Qualifications matter in science. Casabianca has no qualifications or experience in the relevant sciences. That's an important point. His coauthors have qualifications only in statistics, but not in radiocarbon dating or archaeology. The Casabianca paper is not well received in the field. That's a fact. I'm attempting to tell you why that is.
You are just making adhom attacks on Casabianca, instead of addressing the science and data in their paper.
I am very much attempting to address the science and the data in the Casabianca paper. The paper attempts to make an argument purely from statistics—the only field in which at least some of the authors are qualified. I'm attempting to point out why that statistical argument is not convincing to people qualified in radiocarbon dating and archaeology. Don't you think that's the least bit relevant?
My understanding and interpretation are irrelevant.
No.
All throughout this thread you have maintained that little if any of the contravening evidence is important because the carbon-14 heterogeneity is the trump card. The chi-squared claims from Casabianca are the smoking gun. You fringe-reset on it. You pivot to it every time you are cornered.

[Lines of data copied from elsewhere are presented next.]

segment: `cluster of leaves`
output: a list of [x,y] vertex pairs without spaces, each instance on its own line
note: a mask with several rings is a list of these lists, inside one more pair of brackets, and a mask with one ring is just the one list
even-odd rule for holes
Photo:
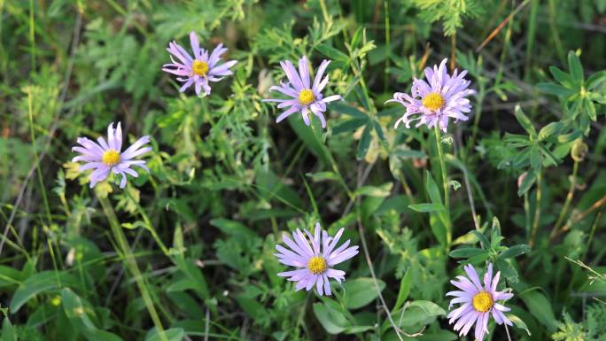
[[[606,43],[584,32],[606,6],[524,2],[471,52],[509,15],[503,4],[0,1],[2,340],[454,340],[448,280],[487,262],[515,293],[516,339],[599,340],[604,305],[581,298],[606,293]],[[192,30],[239,61],[204,98],[160,71],[168,42]],[[276,125],[261,102],[277,62],[301,55],[331,59],[326,91],[346,99],[325,131],[299,115]],[[403,109],[385,100],[451,55],[478,92],[471,120],[439,141],[393,129]],[[89,190],[70,148],[117,120],[129,142],[152,136],[151,173]],[[276,275],[282,232],[316,221],[361,246],[332,297]],[[504,339],[493,325],[487,337]]]

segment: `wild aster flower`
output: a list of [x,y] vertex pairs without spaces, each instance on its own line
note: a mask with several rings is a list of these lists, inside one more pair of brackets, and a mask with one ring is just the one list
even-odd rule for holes
[[[307,229],[304,235],[299,229],[292,232],[292,239],[284,233],[282,239],[291,250],[276,245],[278,253],[275,255],[280,263],[296,267],[298,269],[277,275],[281,277],[289,277],[289,281],[297,282],[296,291],[303,288],[309,291],[315,286],[319,295],[330,295],[329,278],[334,278],[340,283],[341,280],[345,280],[346,275],[345,271],[334,269],[332,267],[358,254],[358,246],[347,247],[349,240],[336,247],[344,230],[339,229],[332,237],[320,228],[320,223],[316,223],[314,236]],[[306,235],[311,241],[311,246]]]
[[497,303],[500,300],[508,300],[513,297],[510,292],[497,291],[501,271],[497,272],[493,278],[493,264],[488,264],[488,271],[484,275],[484,286],[480,283],[476,269],[470,264],[464,267],[469,279],[459,275],[457,281],[450,281],[455,287],[462,291],[450,291],[447,296],[454,296],[450,301],[449,308],[455,303],[462,303],[458,308],[451,311],[447,317],[450,320],[449,324],[455,321],[454,330],[461,330],[459,336],[467,335],[470,329],[475,324],[475,337],[482,341],[484,336],[488,333],[488,319],[490,314],[498,324],[513,325],[511,321],[505,316],[503,312],[510,309]]
[[98,143],[86,137],[78,137],[76,141],[81,146],[74,147],[72,151],[77,151],[81,155],[72,159],[72,162],[86,162],[78,168],[80,172],[94,169],[90,174],[90,188],[95,187],[97,182],[105,180],[110,171],[116,175],[122,175],[122,180],[120,182],[120,189],[126,186],[126,175],[128,174],[135,177],[139,176],[131,167],[137,166],[148,172],[150,171],[145,166],[144,160],[133,159],[133,158],[152,151],[152,147],[141,148],[150,142],[150,136],[141,137],[121,152],[122,128],[120,122],[118,122],[118,128],[115,130],[113,129],[113,123],[110,123],[107,127],[107,142],[103,137],[97,139]]
[[[237,63],[237,60],[229,60],[227,63],[219,65],[221,55],[227,51],[223,48],[223,44],[220,43],[213,50],[210,56],[208,51],[200,47],[198,43],[196,34],[191,32],[190,34],[190,43],[193,51],[194,58],[183,48],[183,46],[173,41],[168,43],[167,50],[172,54],[170,59],[173,61],[170,64],[162,66],[162,71],[169,74],[176,74],[177,81],[184,81],[185,83],[181,87],[179,91],[183,92],[188,88],[194,84],[196,88],[196,94],[199,95],[202,89],[206,95],[210,95],[209,81],[219,81],[223,79],[223,76],[232,74],[229,68]],[[175,60],[173,56],[176,57],[178,61]]]
[[309,62],[307,57],[299,59],[299,72],[294,68],[290,60],[280,62],[280,66],[286,74],[288,82],[280,81],[280,86],[275,85],[269,88],[270,91],[278,91],[284,95],[291,97],[290,99],[264,99],[264,102],[277,102],[278,108],[290,106],[285,112],[282,112],[276,120],[279,123],[285,118],[289,117],[294,112],[300,112],[303,116],[303,121],[309,126],[309,112],[311,111],[315,116],[320,119],[322,128],[326,128],[326,120],[324,119],[324,112],[326,111],[326,104],[329,102],[343,99],[339,95],[332,95],[328,97],[322,97],[322,90],[324,89],[329,81],[328,74],[324,79],[322,76],[326,71],[326,67],[330,64],[330,60],[322,60],[318,68],[318,73],[315,74],[314,83],[310,83],[309,74]]
[[410,122],[418,120],[416,126],[427,125],[433,128],[439,124],[439,128],[446,132],[448,127],[448,118],[454,119],[456,123],[459,120],[467,120],[469,118],[463,112],[471,111],[470,100],[467,96],[475,91],[468,89],[470,81],[463,77],[467,70],[458,74],[457,70],[451,76],[447,73],[446,62],[442,60],[439,67],[433,66],[433,69],[425,68],[423,80],[415,79],[411,89],[412,96],[396,92],[393,99],[385,103],[397,102],[406,107],[404,115],[396,121],[395,128],[404,122],[406,128],[410,128]]

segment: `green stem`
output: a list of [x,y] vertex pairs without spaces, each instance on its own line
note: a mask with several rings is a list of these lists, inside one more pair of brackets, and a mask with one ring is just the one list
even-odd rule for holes
[[444,186],[444,206],[450,215],[450,203],[448,198],[448,181],[447,180],[446,163],[444,161],[444,151],[442,151],[442,142],[439,138],[439,128],[438,124],[434,126],[433,131],[436,133],[436,145],[438,146],[438,157],[439,158],[439,167],[442,169],[442,185]]
[[[436,135],[436,146],[438,147],[438,158],[439,159],[439,167],[442,173],[442,186],[444,187],[444,207],[447,210],[448,221],[450,221],[450,196],[448,195],[448,181],[447,179],[446,162],[444,161],[444,151],[442,151],[442,142],[439,138],[439,124],[436,123],[433,126],[433,131]],[[450,248],[450,241],[452,240],[452,223],[447,227],[447,249]]]
[[141,270],[139,270],[139,267],[136,265],[135,256],[133,255],[133,252],[130,250],[130,245],[128,245],[128,243],[127,242],[126,236],[124,236],[124,231],[122,230],[122,228],[120,225],[120,221],[118,221],[118,217],[116,217],[116,213],[113,211],[112,203],[109,201],[107,197],[100,196],[98,195],[98,193],[97,193],[97,197],[99,198],[99,203],[101,203],[101,206],[103,206],[103,211],[105,212],[105,216],[107,217],[107,220],[110,222],[113,236],[116,238],[118,245],[121,249],[119,252],[122,253],[124,259],[126,260],[127,267],[128,267],[128,270],[133,275],[133,278],[135,279],[135,282],[136,283],[136,285],[139,288],[139,291],[141,291],[141,296],[143,298],[144,303],[145,304],[145,307],[147,308],[147,311],[150,313],[152,321],[153,321],[153,324],[156,326],[156,329],[158,329],[158,333],[160,336],[160,339],[162,341],[168,341],[168,338],[167,337],[167,335],[164,332],[164,327],[162,327],[162,322],[160,322],[159,316],[158,315],[158,312],[156,311],[156,308],[153,306],[152,296],[150,295],[150,292],[144,283],[143,275],[141,274]]
[[554,229],[551,230],[552,236],[554,236],[556,234],[556,231],[557,231],[560,229],[560,226],[562,225],[562,222],[563,221],[563,219],[566,216],[566,213],[568,213],[568,209],[571,206],[572,197],[574,197],[574,190],[577,188],[578,173],[579,161],[575,160],[574,166],[572,166],[572,175],[571,175],[571,188],[568,190],[568,195],[566,195],[566,201],[564,202],[563,207],[562,207],[562,211],[560,211],[560,215],[557,217],[557,221],[556,221],[556,225],[554,225]]
[[541,174],[539,172],[537,175],[537,195],[534,200],[534,222],[532,223],[532,229],[531,232],[531,239],[528,245],[531,249],[534,246],[534,240],[537,237],[537,231],[539,230],[539,221],[540,221],[540,198],[542,197],[541,187]]

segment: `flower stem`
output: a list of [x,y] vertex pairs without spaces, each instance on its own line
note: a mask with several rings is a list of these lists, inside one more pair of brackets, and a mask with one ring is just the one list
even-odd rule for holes
[[448,217],[448,226],[447,226],[447,251],[450,248],[450,241],[452,239],[452,223],[450,223],[450,196],[448,195],[448,181],[447,179],[446,163],[444,161],[444,151],[442,151],[442,142],[440,141],[440,134],[439,124],[433,127],[433,131],[436,135],[436,146],[438,147],[438,158],[439,159],[439,167],[442,171],[442,185],[444,186],[444,207],[446,207],[447,215]]
[[158,312],[156,312],[156,308],[153,306],[152,296],[150,295],[150,291],[148,291],[147,286],[144,283],[143,275],[141,274],[141,270],[139,270],[139,267],[136,265],[136,261],[135,260],[135,255],[133,254],[133,252],[130,250],[130,246],[127,242],[126,236],[124,236],[124,231],[122,231],[122,228],[120,225],[120,221],[118,221],[118,217],[116,217],[116,213],[113,211],[113,208],[112,207],[112,203],[110,203],[107,197],[100,196],[98,195],[98,193],[97,193],[97,197],[99,198],[101,206],[103,206],[103,211],[105,212],[105,216],[107,217],[107,220],[110,222],[113,236],[116,238],[118,245],[121,249],[119,251],[119,253],[122,253],[124,259],[126,260],[126,265],[128,267],[128,270],[130,271],[131,275],[133,275],[133,278],[135,279],[135,282],[136,283],[136,285],[139,288],[139,291],[141,291],[141,296],[143,298],[144,303],[145,304],[145,307],[147,308],[147,311],[150,313],[152,321],[153,321],[153,324],[156,326],[156,329],[158,329],[158,333],[159,334],[160,339],[162,341],[168,341],[168,338],[167,337],[167,335],[164,332],[164,327],[162,327],[162,322],[160,322],[159,316],[158,315]]
[[534,246],[534,240],[537,237],[537,231],[539,230],[539,222],[540,221],[540,198],[542,197],[542,193],[540,190],[540,186],[541,186],[541,174],[540,171],[539,172],[539,174],[537,175],[537,195],[535,197],[534,200],[534,222],[532,222],[532,229],[531,231],[531,239],[528,242],[528,245],[531,247],[531,249]]
[[572,166],[572,175],[571,175],[571,188],[568,190],[568,195],[566,195],[566,201],[564,202],[562,211],[560,211],[560,215],[557,217],[557,221],[556,221],[556,225],[554,225],[554,229],[551,230],[551,236],[556,235],[556,231],[557,231],[560,229],[560,226],[562,225],[562,222],[563,221],[563,219],[566,216],[566,213],[568,213],[568,209],[571,206],[572,197],[574,197],[574,190],[577,188],[578,173],[579,161],[575,160],[574,165]]
[[438,124],[434,126],[433,131],[436,133],[436,145],[438,146],[438,158],[439,159],[439,167],[442,169],[442,185],[444,186],[444,207],[446,207],[448,216],[450,216],[450,203],[448,198],[448,181],[447,180],[446,163],[444,162],[444,151],[442,151],[442,142],[439,138],[439,128]]

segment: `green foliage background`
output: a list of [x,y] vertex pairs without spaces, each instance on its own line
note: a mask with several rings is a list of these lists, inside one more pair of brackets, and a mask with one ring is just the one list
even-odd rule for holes
[[[239,60],[207,97],[160,71],[190,31]],[[605,340],[605,38],[604,0],[0,0],[0,337],[454,340],[448,281],[490,261],[512,339]],[[302,55],[346,99],[326,130],[260,101]],[[433,132],[384,105],[443,58],[478,91],[449,210]],[[113,121],[152,172],[90,190],[71,147]],[[330,298],[276,275],[315,221],[363,250]]]

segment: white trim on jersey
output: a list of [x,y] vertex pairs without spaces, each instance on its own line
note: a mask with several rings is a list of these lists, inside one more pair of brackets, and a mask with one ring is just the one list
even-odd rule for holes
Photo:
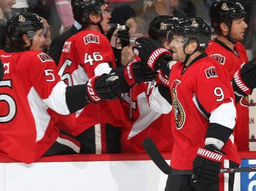
[[61,145],[64,145],[72,148],[73,150],[74,150],[77,153],[80,153],[80,147],[78,147],[72,141],[70,141],[68,139],[61,138],[59,137],[58,138],[57,138],[56,141]]
[[95,75],[100,75],[102,73],[109,73],[112,68],[109,67],[109,63],[102,63],[98,65],[94,69]]
[[233,129],[236,110],[233,102],[223,103],[211,112],[210,123],[216,123]]
[[27,101],[29,102],[30,109],[35,120],[36,142],[38,142],[44,136],[45,131],[51,120],[51,116],[46,111],[48,109],[47,105],[42,101],[33,87],[31,87],[27,94]]
[[100,124],[96,124],[94,125],[95,131],[95,146],[96,146],[96,153],[95,154],[102,154],[102,147],[101,143],[101,125]]
[[158,87],[154,87],[149,99],[150,107],[157,113],[167,114],[173,106],[161,95]]
[[128,139],[130,139],[145,129],[162,115],[162,114],[157,113],[152,109],[150,109],[145,92],[137,96],[137,100],[138,107],[140,111],[139,116],[133,124]]
[[48,98],[43,99],[45,104],[53,110],[61,115],[70,114],[66,102],[66,88],[63,81],[59,81],[53,88]]
[[89,80],[88,74],[81,65],[79,65],[78,68],[72,72],[72,79],[74,85],[85,84]]

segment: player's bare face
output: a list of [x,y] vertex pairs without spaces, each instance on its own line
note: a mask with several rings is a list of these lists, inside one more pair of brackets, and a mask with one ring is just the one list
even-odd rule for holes
[[102,27],[104,33],[106,33],[109,31],[109,19],[111,18],[111,16],[110,15],[110,13],[106,11],[106,5],[102,5],[100,7],[101,10],[102,12],[102,17],[103,19],[100,22],[101,27]]
[[45,38],[44,37],[43,29],[37,31],[33,37],[32,46],[30,50],[42,51],[44,41]]
[[233,20],[231,30],[229,35],[233,41],[240,41],[244,39],[245,29],[248,25],[244,22],[244,18]]
[[0,8],[4,13],[11,13],[14,4],[16,4],[16,0],[0,0]]
[[173,60],[182,61],[185,60],[186,54],[184,52],[184,46],[185,45],[183,37],[173,35],[173,41],[170,44],[173,50]]

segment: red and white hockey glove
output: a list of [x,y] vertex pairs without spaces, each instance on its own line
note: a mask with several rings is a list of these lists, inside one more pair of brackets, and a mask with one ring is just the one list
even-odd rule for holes
[[248,95],[256,88],[256,58],[245,63],[235,73],[232,86],[236,94],[241,97]]
[[130,86],[156,78],[157,72],[150,69],[141,60],[130,63],[124,69],[124,77]]
[[157,41],[141,37],[136,39],[135,42],[136,45],[132,48],[133,52],[152,70],[158,70],[161,62],[172,60],[170,51],[163,48]]
[[193,161],[193,175],[195,183],[210,184],[218,177],[221,163],[226,154],[217,149],[214,145],[199,148],[197,156]]
[[113,100],[121,94],[120,80],[115,73],[94,76],[89,79],[85,86],[86,99],[92,103]]

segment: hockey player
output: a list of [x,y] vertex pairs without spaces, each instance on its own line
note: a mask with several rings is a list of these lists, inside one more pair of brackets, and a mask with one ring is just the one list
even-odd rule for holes
[[31,50],[45,39],[38,15],[17,14],[6,27],[7,48],[0,50],[5,72],[0,81],[0,154],[31,163],[42,156],[79,153],[80,143],[60,134],[51,109],[68,115],[95,99],[117,99],[118,77],[104,74],[67,86],[53,59]]
[[[106,9],[104,0],[76,0],[73,5],[74,19],[81,24],[82,29],[66,41],[58,65],[59,74],[69,86],[82,84],[95,75],[114,71],[123,78],[124,72],[130,85],[144,80],[143,75],[147,71],[155,73],[145,65],[144,70],[141,68],[143,65],[136,63],[124,71],[122,68],[115,68],[111,44],[104,35],[109,30],[111,18]],[[133,67],[137,67],[137,71]],[[141,73],[139,77],[142,79],[134,77],[137,73]],[[155,74],[153,75],[150,80],[156,77]],[[128,84],[122,85],[122,88],[125,92]],[[119,99],[89,104],[76,112],[75,117],[73,131],[69,132],[81,141],[81,153],[121,152],[120,133],[129,122]]]
[[[176,21],[177,19],[171,16],[156,16],[150,24],[149,37],[169,48],[166,35]],[[165,73],[169,72],[167,65],[164,69]],[[122,133],[124,153],[145,152],[142,143],[146,137],[152,138],[160,152],[172,150],[171,114],[156,112],[148,103],[152,88],[158,84],[168,86],[168,78],[162,70],[156,80],[138,84],[130,88],[128,93],[124,94],[122,105],[132,124],[130,128],[126,128]]]
[[[169,89],[158,86],[150,97],[156,111],[171,109],[171,167],[176,175],[169,175],[165,191],[233,190],[234,175],[219,175],[219,170],[241,162],[233,143],[234,96],[227,70],[205,52],[210,37],[200,18],[180,20],[168,34],[178,62],[170,72]],[[156,42],[142,38],[137,43],[134,52],[152,69],[169,59]],[[184,174],[190,169],[193,175]]]
[[[242,5],[233,1],[217,1],[212,5],[209,12],[217,37],[209,43],[206,52],[227,69],[230,81],[236,71],[248,62],[246,49],[240,43],[248,27],[244,22],[246,14]],[[235,128],[235,142],[238,150],[248,151],[248,96],[240,97],[236,102],[238,119]]]

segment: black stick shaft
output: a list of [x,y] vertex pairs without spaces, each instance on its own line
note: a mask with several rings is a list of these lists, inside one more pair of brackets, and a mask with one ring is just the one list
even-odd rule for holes
[[[153,140],[149,137],[143,140],[143,145],[148,156],[154,163],[166,175],[192,175],[192,170],[177,171],[172,169],[165,161],[162,154],[157,148]],[[240,167],[240,168],[225,168],[220,170],[220,173],[235,173],[256,172],[256,167]]]

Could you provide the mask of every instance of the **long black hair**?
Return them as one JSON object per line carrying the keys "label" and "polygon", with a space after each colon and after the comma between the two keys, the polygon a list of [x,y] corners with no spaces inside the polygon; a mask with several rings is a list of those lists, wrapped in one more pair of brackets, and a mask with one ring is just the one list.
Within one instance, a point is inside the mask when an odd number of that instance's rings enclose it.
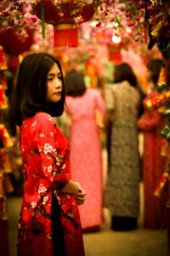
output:
{"label": "long black hair", "polygon": [[[62,93],[60,102],[47,100],[47,76],[54,63],[56,63],[62,80]],[[38,111],[60,116],[65,106],[64,78],[60,61],[47,53],[34,53],[25,56],[18,73],[16,87],[9,105],[10,121],[21,125],[25,118],[32,117]]]}
{"label": "long black hair", "polygon": [[73,97],[81,96],[86,91],[83,74],[74,69],[65,76],[65,94]]}
{"label": "long black hair", "polygon": [[150,79],[155,85],[157,84],[162,65],[163,60],[162,59],[153,59],[147,64],[147,68],[150,72]]}

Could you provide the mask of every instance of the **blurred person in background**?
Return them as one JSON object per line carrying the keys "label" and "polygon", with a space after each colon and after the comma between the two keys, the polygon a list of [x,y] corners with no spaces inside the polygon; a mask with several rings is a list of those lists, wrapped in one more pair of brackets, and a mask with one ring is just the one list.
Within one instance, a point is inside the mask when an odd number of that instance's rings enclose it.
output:
{"label": "blurred person in background", "polygon": [[105,88],[105,124],[108,141],[108,173],[105,206],[110,211],[113,230],[138,226],[140,156],[138,118],[141,90],[128,63],[115,67],[114,83]]}
{"label": "blurred person in background", "polygon": [[86,204],[79,209],[82,230],[98,230],[102,223],[103,167],[99,129],[105,101],[96,89],[85,86],[84,76],[69,71],[65,77],[66,113],[70,117],[71,168],[86,190]]}
{"label": "blurred person in background", "polygon": [[[158,95],[156,86],[162,64],[162,59],[151,60],[147,64],[148,95],[144,100],[144,106],[148,100]],[[144,133],[144,224],[146,229],[163,229],[167,225],[166,199],[154,195],[165,166],[166,158],[161,155],[163,138],[160,135],[165,122],[165,117],[159,110],[150,111],[145,108],[138,123]]]}

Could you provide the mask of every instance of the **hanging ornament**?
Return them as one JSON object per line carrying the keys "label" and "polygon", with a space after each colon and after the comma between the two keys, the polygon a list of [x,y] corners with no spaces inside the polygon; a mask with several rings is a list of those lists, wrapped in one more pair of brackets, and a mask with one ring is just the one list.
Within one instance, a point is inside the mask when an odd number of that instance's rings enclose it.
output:
{"label": "hanging ornament", "polygon": [[115,65],[119,65],[122,61],[121,46],[119,44],[108,44],[109,60]]}
{"label": "hanging ornament", "polygon": [[54,47],[78,45],[77,25],[89,20],[96,9],[94,0],[37,0],[36,15],[42,20],[42,32],[44,35],[44,22],[54,28]]}

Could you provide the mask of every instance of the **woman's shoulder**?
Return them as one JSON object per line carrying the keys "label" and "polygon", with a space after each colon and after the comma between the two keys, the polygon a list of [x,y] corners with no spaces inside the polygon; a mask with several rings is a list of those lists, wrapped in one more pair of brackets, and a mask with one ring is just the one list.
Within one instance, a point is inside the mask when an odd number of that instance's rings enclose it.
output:
{"label": "woman's shoulder", "polygon": [[35,115],[35,119],[38,120],[38,122],[51,122],[54,123],[54,119],[46,112],[37,112]]}

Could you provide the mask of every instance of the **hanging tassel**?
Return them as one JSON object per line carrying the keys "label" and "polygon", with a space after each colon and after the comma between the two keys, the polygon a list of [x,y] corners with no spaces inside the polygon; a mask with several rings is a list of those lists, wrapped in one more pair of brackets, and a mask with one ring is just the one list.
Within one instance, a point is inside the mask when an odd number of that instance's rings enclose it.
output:
{"label": "hanging tassel", "polygon": [[73,24],[60,24],[54,26],[54,47],[78,46],[78,30]]}
{"label": "hanging tassel", "polygon": [[45,38],[44,0],[41,0],[42,38]]}

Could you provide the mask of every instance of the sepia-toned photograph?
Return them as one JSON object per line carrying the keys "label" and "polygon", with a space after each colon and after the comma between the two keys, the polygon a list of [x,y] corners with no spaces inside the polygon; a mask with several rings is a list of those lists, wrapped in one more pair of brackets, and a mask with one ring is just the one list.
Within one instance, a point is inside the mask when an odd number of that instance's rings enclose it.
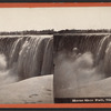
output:
{"label": "sepia-toned photograph", "polygon": [[49,11],[0,9],[0,104],[53,103],[53,29]]}
{"label": "sepia-toned photograph", "polygon": [[111,102],[111,8],[68,10],[53,37],[54,102]]}

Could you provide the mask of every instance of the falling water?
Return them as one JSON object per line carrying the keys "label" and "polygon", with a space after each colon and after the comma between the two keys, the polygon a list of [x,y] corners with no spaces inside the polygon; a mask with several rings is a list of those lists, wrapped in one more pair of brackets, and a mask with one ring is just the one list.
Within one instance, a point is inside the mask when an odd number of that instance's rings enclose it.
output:
{"label": "falling water", "polygon": [[4,72],[14,73],[18,80],[51,74],[52,48],[51,36],[1,37],[0,53],[6,58],[7,64]]}
{"label": "falling water", "polygon": [[73,95],[79,97],[81,87],[111,77],[110,34],[57,36],[53,43],[57,98],[64,89],[74,89]]}

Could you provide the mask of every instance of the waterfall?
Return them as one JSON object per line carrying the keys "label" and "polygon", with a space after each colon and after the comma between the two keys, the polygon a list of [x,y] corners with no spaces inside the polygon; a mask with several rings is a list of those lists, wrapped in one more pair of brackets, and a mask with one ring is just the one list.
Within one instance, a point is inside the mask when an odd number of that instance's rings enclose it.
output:
{"label": "waterfall", "polygon": [[20,80],[52,73],[52,36],[0,38],[0,53],[7,70],[14,69]]}
{"label": "waterfall", "polygon": [[[109,33],[54,36],[54,92],[79,89],[111,77]],[[73,92],[74,93],[74,92]]]}

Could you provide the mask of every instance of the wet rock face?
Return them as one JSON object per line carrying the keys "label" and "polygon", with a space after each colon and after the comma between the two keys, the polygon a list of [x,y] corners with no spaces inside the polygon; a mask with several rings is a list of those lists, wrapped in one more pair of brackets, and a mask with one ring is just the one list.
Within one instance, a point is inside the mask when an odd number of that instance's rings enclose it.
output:
{"label": "wet rock face", "polygon": [[111,77],[110,34],[62,34],[53,41],[57,98],[60,90],[70,89],[79,97],[81,87]]}
{"label": "wet rock face", "polygon": [[17,36],[0,38],[0,53],[7,61],[7,70],[14,69],[20,79],[52,72],[52,37]]}

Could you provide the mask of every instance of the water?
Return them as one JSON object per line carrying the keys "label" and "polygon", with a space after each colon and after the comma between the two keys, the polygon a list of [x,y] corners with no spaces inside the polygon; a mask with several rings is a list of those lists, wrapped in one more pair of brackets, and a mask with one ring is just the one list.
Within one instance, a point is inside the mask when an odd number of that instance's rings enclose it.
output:
{"label": "water", "polygon": [[51,74],[52,42],[52,36],[0,38],[0,84]]}
{"label": "water", "polygon": [[111,77],[111,36],[54,38],[54,95],[74,89],[79,97],[83,85]]}

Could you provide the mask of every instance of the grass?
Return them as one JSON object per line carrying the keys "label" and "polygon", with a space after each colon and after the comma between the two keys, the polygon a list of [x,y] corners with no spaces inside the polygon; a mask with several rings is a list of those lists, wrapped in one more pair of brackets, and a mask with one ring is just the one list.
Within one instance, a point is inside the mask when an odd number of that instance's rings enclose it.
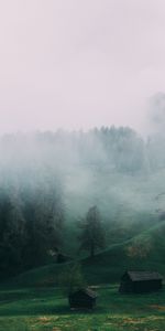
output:
{"label": "grass", "polygon": [[0,291],[0,330],[160,331],[165,330],[165,291],[120,295],[99,287],[94,311],[70,311],[61,289]]}

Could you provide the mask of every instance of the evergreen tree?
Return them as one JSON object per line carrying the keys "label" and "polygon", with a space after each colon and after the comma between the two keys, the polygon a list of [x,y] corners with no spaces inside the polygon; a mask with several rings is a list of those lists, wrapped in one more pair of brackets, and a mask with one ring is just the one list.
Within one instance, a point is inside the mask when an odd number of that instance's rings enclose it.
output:
{"label": "evergreen tree", "polygon": [[88,210],[86,218],[80,224],[80,249],[88,250],[94,258],[96,250],[105,247],[105,232],[97,206]]}

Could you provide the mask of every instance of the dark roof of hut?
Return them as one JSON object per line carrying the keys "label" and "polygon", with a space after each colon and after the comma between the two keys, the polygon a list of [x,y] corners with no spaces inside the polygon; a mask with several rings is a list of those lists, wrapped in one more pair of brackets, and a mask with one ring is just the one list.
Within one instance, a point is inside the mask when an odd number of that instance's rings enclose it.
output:
{"label": "dark roof of hut", "polygon": [[72,295],[79,293],[79,292],[84,292],[85,295],[87,295],[88,297],[90,297],[92,299],[96,299],[98,297],[98,295],[89,288],[78,289],[75,292],[73,292]]}
{"label": "dark roof of hut", "polygon": [[151,271],[128,271],[132,281],[141,281],[141,280],[161,280],[163,276],[158,273]]}

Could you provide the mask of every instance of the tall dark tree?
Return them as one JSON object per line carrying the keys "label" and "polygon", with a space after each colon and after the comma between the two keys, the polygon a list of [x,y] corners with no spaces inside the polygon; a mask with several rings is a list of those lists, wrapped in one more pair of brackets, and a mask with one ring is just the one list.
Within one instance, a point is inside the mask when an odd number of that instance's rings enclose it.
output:
{"label": "tall dark tree", "polygon": [[88,250],[90,257],[94,258],[96,250],[103,248],[106,244],[101,216],[97,206],[92,206],[88,210],[80,227],[80,249]]}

You consider it evidence that cannot be rationally refuted. It's frankly almost all you talk about. Therefore we're going to explore
your understanding of it, to see if
you understand how important it really is.
More importantly, I've already given you my rebuttal of Casabianca, and you didn't understand it. So to continue, exploring
your understanding of the underlying statistical claims is essential to determining whether
you're capable of understanding the rebuttal. You can cooperate with a test of
your understanding of Casabianca or you can concede that you are unequal to the task of defending him.
Choose.
I can only conclude that your knowledge in this area is insufficient to debunk the Casabianca paper.
...says the person who sent us to an irrelevant explanation of Pearson and is now frantically trying to avoid answering questions about statistics.
It's a very simple question: where did the 95% confidence interval come from? Why do Casabianca et al. consider it the gold standard?
I'll give you a hint. Earlier you said that Casabianca used the 95% confidence interval because Damon et al. used the 95% confidence interval. But that's not quite true. While they reported the chi-squared test for outliers according to the 95% interval in accordance with Ward & Wilson, Damon also reported the dating interval to the 68% confidence interval and found that while the date range was a little larger, the dates all fell within it. Why 95%? Why 68%? Why those oddly specific numbers?
Now anyone who has had even first-year statistics can tell you why. You can't, and that's a huge red flag for the question of whether you understand either Damon or Casabianca enough to determine which one is more credible. And when you think about it, you can understand why a bunch of statisticians would underscore those particular numbers. But the answer is more than just chi-squared. I'll explain it to you as soon as you stop bluffing.